La sonda solare Parker della NASA rivela un’epica osservazione nella corona solare

Recentemente, la sonda solare Parker della NASA ha fatto una scoperta straordinaria: ha osservato da vicino un’espulsione di massa coronale (CME), un’imponente eruzione di plasma dal sole che può influenzare la Terra generando fenomeni come le aurore boreali e disturbi alle reti elettriche.

Un’occasione unica catturata dall’occhio della sonda

Utilizzando lo strumento WISPR, Parker ha registrato vortici chiari e tumultuosi all’interno della CME. Questi vortici sono noti come instabilità di Kelvin-Helmholtz (KHI) e risultano cruciali per la comprensione della dinamica delle CME che si muovono attraverso lo spazio.

Scoperta senza precedenti nel campo della fisica solare

I fisici solari hanno supposto da tempo l’esistenza di KHI nelle CME, ma finalmente hanno potuto osservare direttamente tali fenomeni grazie alla Parker Solar Probe. Questa nuova comprensione della turbolenza può fornire grandi passi avanti nello studio delle espulsioni di massa coronali e della loro evoluzione nel vento solare circostante.

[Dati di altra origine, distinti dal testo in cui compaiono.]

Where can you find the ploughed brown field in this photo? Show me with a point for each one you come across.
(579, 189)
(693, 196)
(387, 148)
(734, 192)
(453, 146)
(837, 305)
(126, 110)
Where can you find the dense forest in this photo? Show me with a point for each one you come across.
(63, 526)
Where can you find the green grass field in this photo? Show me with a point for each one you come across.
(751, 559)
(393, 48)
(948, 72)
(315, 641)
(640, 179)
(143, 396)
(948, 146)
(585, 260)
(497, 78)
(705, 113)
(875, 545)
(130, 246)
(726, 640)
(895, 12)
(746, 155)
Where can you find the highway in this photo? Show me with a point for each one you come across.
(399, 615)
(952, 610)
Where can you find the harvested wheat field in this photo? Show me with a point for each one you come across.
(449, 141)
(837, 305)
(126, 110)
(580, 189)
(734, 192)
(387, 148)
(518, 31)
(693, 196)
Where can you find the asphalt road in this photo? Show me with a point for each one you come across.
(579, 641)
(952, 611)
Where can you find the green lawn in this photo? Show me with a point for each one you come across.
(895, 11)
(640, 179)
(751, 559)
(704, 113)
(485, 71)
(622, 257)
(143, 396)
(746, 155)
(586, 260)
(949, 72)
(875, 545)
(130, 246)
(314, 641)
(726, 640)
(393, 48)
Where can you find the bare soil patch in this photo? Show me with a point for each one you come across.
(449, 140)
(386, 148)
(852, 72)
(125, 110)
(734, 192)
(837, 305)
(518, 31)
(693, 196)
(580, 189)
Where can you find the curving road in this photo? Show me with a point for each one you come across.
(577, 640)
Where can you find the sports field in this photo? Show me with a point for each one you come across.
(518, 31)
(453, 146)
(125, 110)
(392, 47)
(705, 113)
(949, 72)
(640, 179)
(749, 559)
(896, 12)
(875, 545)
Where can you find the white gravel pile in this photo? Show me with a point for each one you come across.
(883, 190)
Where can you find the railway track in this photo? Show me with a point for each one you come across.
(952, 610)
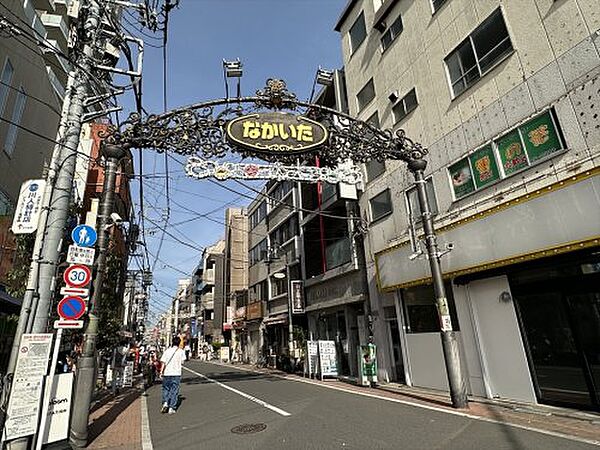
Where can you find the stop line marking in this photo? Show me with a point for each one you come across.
(243, 394)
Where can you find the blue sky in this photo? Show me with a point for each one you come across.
(285, 39)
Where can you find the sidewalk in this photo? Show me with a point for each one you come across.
(116, 422)
(563, 421)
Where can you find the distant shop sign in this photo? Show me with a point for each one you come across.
(276, 133)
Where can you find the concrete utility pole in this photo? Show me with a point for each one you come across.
(61, 198)
(458, 391)
(86, 369)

L’importanza della Parker Solar Probe

Lanciata nel 2018, la sonda ha già superato molteplici passaggi ravvicinati a Venere per regolare la sua orbita attorno al sole. Questo processo le permetterà di avvicinarsi sempre di più al sole, arrivando a soli 9,5 raggi solari dalla superficie nel 2025, fornendo dati preziosi per comprendere meglio il nostro astro.

Conclusioni

La missione della sonda Parker Solar Probe rappresenta un enorme passo avanti nel campo dell’astronomia e della fisica solare. Le sue osservazioni senza precedenti all’interno di una CME offrono nuove prospettive sulla dinamica del sole e sui fenomeni che ne derivano, aprendo la strada a futuri studi e scoperte.